Dentro de los forrajes, la alfalfa ocupa un lugar central, no en vano la llaman “la reina de los forrajes”. Ahora bien, ¿cuáles son los beneficios que ofrece? Además de aportar numerosos nutrientes al ganado, siendo un pilar en su alimentación, también contribuye a la recuperación de los suelos, así como también ofrece gran resistencia al déficit hídrico. Estas y otras más son las características de la alfalfa. Desde Foodco ampliamos la información en esta nota.

Pilar cave en la dieta animal
En la alimentación del ganado, aporta proteína de calidad, minerales y vitaminas. Por esto mismo, su uso es muy habitual en la crianza de terneras y para el balance de los animales.
Es una importante fuente de fibra, contribuyendo a la digestión del animal.
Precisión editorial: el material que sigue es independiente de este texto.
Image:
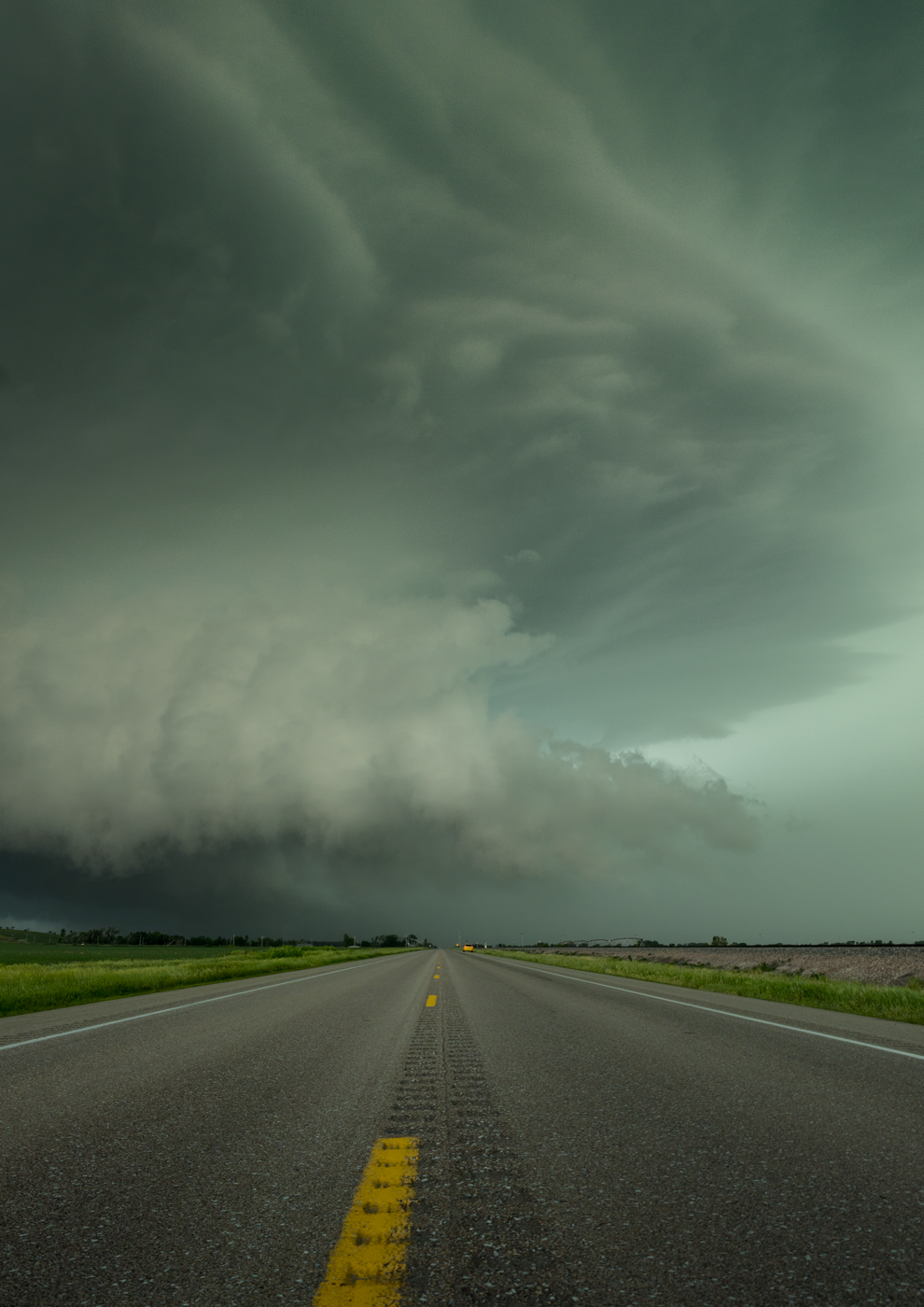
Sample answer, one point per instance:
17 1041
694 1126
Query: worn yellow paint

Además, al combinarse con el ensilaje de maíz y, permite suplir el 90 % de los requerimientos nutricionales de la vaca lechera.

A su vez, la alfalfa también actúa en el sentido de mejorar la proteína de la leche y reducir la grasa. Un dato no menor: al animal también le resulta muy sabrosa.
Al ganadero también le permite alcanzar una mejor calidad en su producto ya que es un alimento natural. La calidad de su valor nutritivo incrementa con la deshidratación.
Incluso también forma parte de la alimentación de los caballos, ya que la alfalfa aporta más proteínas que el heno y la hierba. Contribuye a la salud digestiva del caballo y al desarrollo de un sistema óseo y articular fuerte.

Su fibra también es un estimulante para la masticación, mejorando la rumiación, por lo que contribuye a evitar problemas frecuentes como la acidosis ya que la saliva es el principal amortiguador de la acidez.

Recuperación y cuidado del suelo
Como mencionábamos líneas más arriba, la alfalfa también contribuye a la recuperación del suelo. Esto se debe principalmente a su capacidad de captar los nutrientes de la atmósfera y fijarlos al suelo, por ejemplo el nitrógeno, que resulta indispensable para los cultivos futuros. Sin embargo, es importante tener en cuenta que la alfalfa no es un cultivo que se puede cosechar en la misma parcela muchos años seguidos.

Resiste el déficit hídrico
La falta de lluvia suele ser un dolor de cabeza para el productor en general, pero mucho menos para quien se dedica a la producción de alfalfa. Esto se debe a que las raíces de este forraje se extienden hasta seis metros de profundidad, lo cual les permite “ir en busca” de las humedad de las napas y así poder captar el agua que necesitan. SI bien el impacto es menor a diferencia de otros cultivos, los períodos prolongados de sequía si tienen consecuencias: provocan una reducción en la producción de materia seca.